Share a joke that you find particularly hilarious

Updated on amusement 2024-05-28
9 answers
  1. Anonymous users2024-02-11

    When I went out to play with my classmates, I called two cars because of the large number of people, and when I got in the car, I told the master, "Master, someone is following us", and the master said, "Well, I know." As a result, he found that a taxi behind him was missing, so he asked the master, "Where is the taxi behind?" I saw the master say solemnly, "Don't worry, get rid of it." ”

  2. Anonymous users2024-02-10

    The eldest and the second child took the plane, the second child was airsick, and he kept vomiting and vomiting, and he was about to vomit a bag, so the boss quickly got up and went to the flight attendant to ask for another bag. As a result, when he came back, he found that except for the second child, all the people on the plane vomited. He asked the second child what was going on, and the second child said:

    Just now I saw that a bag was about to vomit and there was no room to fill it, so I drank half a bag.

  3. Anonymous users2024-02-09

    I remember that when the third year of high school was very tight, there was a power outage for self-study one night, and everyone was waiting for a call at the beginning. As a result, the head teacher came to the class and said that he couldn't study at night, so he went back to have a good rest, and then we happily carried our schoolbags and prepared to leave the classroom, but suddenly the lights turned on, and when everyone was confused, the head teacher came to say, don't run ...... quicklyThen everyone rushed out at the speed of a 100-meter sprint.

  4. Anonymous users2024-02-08

    One day, a sparrow said to the pigeon, "Do you dare to fight with the eagle?" Of course I dare! The pigeon flew away, and after a while the pigeon came back, and there was no hair left on it, and the sparrow asked him what was the matter, and the pigeon said, "The boy was not convinced, and I beat him bare-chested." ”

  5. Anonymous users2024-02-07

    I laughed too much and made a pig-like sound, and I was so frightened by the embarrassment that I quickly covered my mouth with my hand and laughed, and as a result, a bubble broke out on my nose.

  6. Anonymous users2024-02-06

    High school evening self-study and two people at the same table, with headphones to listen to the same **, because it was listening to bigbang's songs while watching the MV, one was not paying attention to the two of us screaming, I made up, fucking handsome ......Then we enjoyed the attention of the whole class.

  7. Anonymous users2024-02-05

    I accidentally sent an ambiguous text message to my boyfriend to the homeroom teacher, and as a result, I failed the exam in the third grade, and he never called ** to tell my parents, because he always felt that he influenced me.

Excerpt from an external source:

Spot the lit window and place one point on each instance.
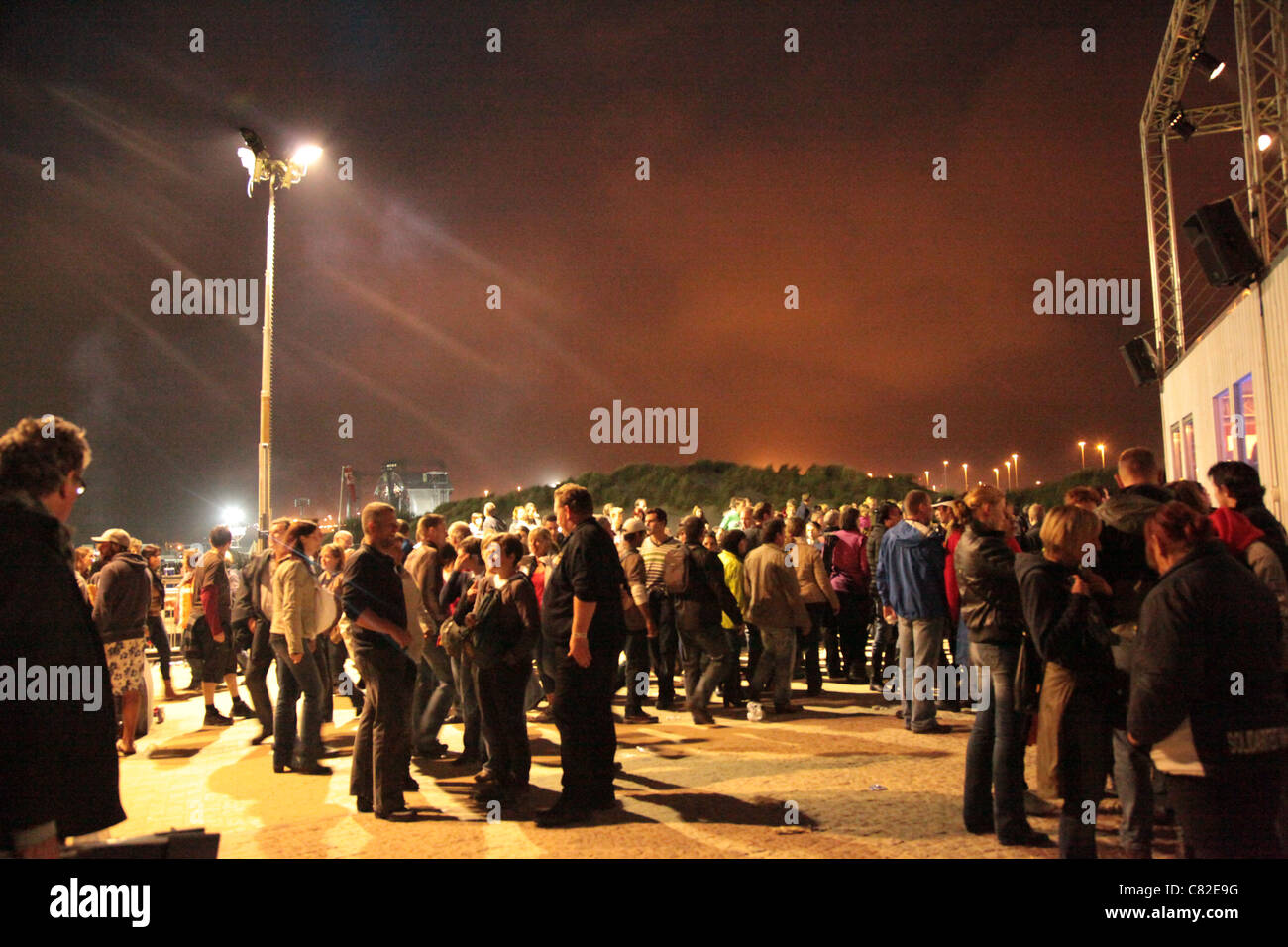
(1245, 420)
(1190, 462)
(1223, 425)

  8. Anonymous users2024-02-04

    At the end of my third year of high school, I went to the bank for the first time to apply for a card, and there was a type of document on it, which I wrote....Rectangle.

  9. Anonymous users2024-02-03

    There was a man who kept everything he had as a treasure.

    I don't want my stuff to be out there.

    One day across the river.

    He let out a fart.

    I thought, "Yikes." Miscellaneous? My baby fell into the river lira.

    Jumping into the river to catch his fart without caring for anything.

    A passer-by saw him.

    Very confused. So I asked him:

    What are you fishing in the river?

    The fart man said:"

    I'm fishing for a baby.

    Passers-by listened.

    Baby. Passers-by also jumped and pulled down.

    Fish with him.

    Catch it until the day is almost black.

    The fart man asked the passerby.

    Did you catch it? The passer-by said: No.

    Fish until midnight three watch.

    The fart man asked the passerby.

    Did you catch it? Passerby: No.

    The fart man kept asking passers-by, did you catch it?

    The passer-by hurriedly said

    I got a fart.

    The fart man listened.

    You've got a fart.

    That's mine. Hurry up and give it to me. Give me.